Zie het dashboard Productlevenscyclus voor meer informatie over Windows 10 builds.

Belangrijk

De informatie die in het Windows 10 onderhoudsdashboard wordt weergegeven, wordt verstrekt voor uw gemak en alleen voor intern gebruik binnen uw bedrijf. U moet niet alleen op deze informatie vertrouwen om de naleving van updates te bevestigen. Zorg ervoor dat u de juistheid van de aan u verstrekte informatie controleert.

Inzoomen op vereiste updates

U kunt inzoomen op nalevingsstatistieken om te zien op welke apparaten een specifieke Windows-onderdelenupdate is vereist. Als u de lijst met apparaten wilt weergeven, hebt u toestemming nodig om updates en de verzamelingen waartoe de apparaten behoren weer te geven.

  1. Ga in de Configuration Manager-console naar de werkruimte Softwarebibliotheek, vouw Windows Servicing uit en selecteer het knooppunt Alle Windows-functies Updates.

  2. Selecteer een update die is vereist voor ten minste één apparaat.

  3. Bekijk het tabblad Samenvatting en zoek het cirkeldiagram onder Statistieken.

  4. Als u wilt inzoomen op de lijst met apparaten, selecteert u Vereist weergeven naast het cirkeldiagram. Met deze actie gaat u naar een tijdelijk knooppunt onder Apparaten. Hier ziet u de apparaten die de update vereisen.
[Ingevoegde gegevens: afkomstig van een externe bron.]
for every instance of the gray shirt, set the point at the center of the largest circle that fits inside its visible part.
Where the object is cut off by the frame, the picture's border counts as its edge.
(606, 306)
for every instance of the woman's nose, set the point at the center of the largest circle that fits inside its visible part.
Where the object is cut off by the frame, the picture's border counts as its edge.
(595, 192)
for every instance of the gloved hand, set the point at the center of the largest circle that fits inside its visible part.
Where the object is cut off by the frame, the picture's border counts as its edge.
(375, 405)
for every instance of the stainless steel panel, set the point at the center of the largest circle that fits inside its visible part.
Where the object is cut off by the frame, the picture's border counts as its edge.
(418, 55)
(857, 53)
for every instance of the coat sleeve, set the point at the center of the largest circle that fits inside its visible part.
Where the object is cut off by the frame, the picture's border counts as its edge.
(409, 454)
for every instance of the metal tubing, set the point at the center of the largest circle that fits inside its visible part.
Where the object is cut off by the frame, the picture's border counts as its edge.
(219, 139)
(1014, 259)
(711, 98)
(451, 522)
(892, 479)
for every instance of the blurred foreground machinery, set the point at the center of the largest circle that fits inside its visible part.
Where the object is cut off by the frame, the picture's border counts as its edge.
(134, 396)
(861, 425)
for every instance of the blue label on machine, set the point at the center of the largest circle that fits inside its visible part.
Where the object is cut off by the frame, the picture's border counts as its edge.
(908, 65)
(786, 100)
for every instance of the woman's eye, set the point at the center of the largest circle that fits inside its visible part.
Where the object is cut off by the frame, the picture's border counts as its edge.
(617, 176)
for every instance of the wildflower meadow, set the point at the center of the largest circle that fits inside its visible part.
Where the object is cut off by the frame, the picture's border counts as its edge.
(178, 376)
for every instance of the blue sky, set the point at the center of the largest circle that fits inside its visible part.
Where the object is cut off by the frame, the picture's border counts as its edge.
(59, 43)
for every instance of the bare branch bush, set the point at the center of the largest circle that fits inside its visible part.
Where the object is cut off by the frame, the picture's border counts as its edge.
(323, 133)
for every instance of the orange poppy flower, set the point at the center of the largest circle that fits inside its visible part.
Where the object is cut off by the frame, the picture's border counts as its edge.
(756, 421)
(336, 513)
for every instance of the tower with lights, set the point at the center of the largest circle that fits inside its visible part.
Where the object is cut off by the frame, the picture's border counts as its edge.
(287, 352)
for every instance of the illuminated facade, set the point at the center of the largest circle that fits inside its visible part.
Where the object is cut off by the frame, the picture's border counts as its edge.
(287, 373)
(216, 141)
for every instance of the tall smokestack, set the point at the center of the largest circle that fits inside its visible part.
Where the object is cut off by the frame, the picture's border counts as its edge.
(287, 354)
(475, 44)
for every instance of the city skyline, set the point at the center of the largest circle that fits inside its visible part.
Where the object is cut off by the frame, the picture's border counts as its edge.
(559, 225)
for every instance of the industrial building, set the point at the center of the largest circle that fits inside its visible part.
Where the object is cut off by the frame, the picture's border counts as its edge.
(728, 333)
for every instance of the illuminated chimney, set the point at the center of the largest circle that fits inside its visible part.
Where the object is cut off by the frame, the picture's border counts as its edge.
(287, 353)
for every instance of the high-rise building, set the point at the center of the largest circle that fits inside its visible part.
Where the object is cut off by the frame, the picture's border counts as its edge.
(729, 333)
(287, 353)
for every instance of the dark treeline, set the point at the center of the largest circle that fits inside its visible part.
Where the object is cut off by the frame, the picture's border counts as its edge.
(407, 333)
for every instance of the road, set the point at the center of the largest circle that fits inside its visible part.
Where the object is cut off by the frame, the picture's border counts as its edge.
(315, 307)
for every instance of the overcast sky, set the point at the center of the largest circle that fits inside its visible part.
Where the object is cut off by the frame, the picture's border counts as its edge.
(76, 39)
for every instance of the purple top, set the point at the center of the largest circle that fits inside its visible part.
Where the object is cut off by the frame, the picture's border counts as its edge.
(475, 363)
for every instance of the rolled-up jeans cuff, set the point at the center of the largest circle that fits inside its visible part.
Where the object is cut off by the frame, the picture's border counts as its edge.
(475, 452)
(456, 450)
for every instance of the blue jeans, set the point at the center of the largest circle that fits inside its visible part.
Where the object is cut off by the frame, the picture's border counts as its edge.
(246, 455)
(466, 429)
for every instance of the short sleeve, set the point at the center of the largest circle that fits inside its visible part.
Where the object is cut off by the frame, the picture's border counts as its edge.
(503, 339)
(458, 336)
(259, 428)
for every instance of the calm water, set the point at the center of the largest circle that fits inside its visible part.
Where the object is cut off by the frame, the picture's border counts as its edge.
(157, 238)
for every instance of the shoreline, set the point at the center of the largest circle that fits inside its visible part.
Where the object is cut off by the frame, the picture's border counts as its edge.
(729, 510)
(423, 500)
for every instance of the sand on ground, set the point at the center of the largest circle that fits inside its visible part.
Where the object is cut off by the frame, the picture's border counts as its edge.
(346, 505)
U kunt ook acties uitvoeren voor het knooppunt, zoals het maken van een nieuwe verzameling vanuit de lijst.

Werkstroom onderhoudsplan

Windows-onderhoudsplannen in Configuration Manager zijn vergelijkbaar met regels voor automatische implementatie voor software-updates. U maakt een onderhoudsplan met de volgende criteria die Configuration Manager evalueert:

  • Upgradesclassificatie: alleen updates die zich in de classificatie Upgrades bevinden, worden geëvalueerd.

  • Gereedheidsstatus: de gereedheidsstatus die in het onderhoudsplan is gedefinieerd, wordt vergeleken met de gereedheidsstatus voor de upgrade. De metagegevens voor de upgrade worden opgehaald wanneer het serviceverbindingspunt controleert op updates.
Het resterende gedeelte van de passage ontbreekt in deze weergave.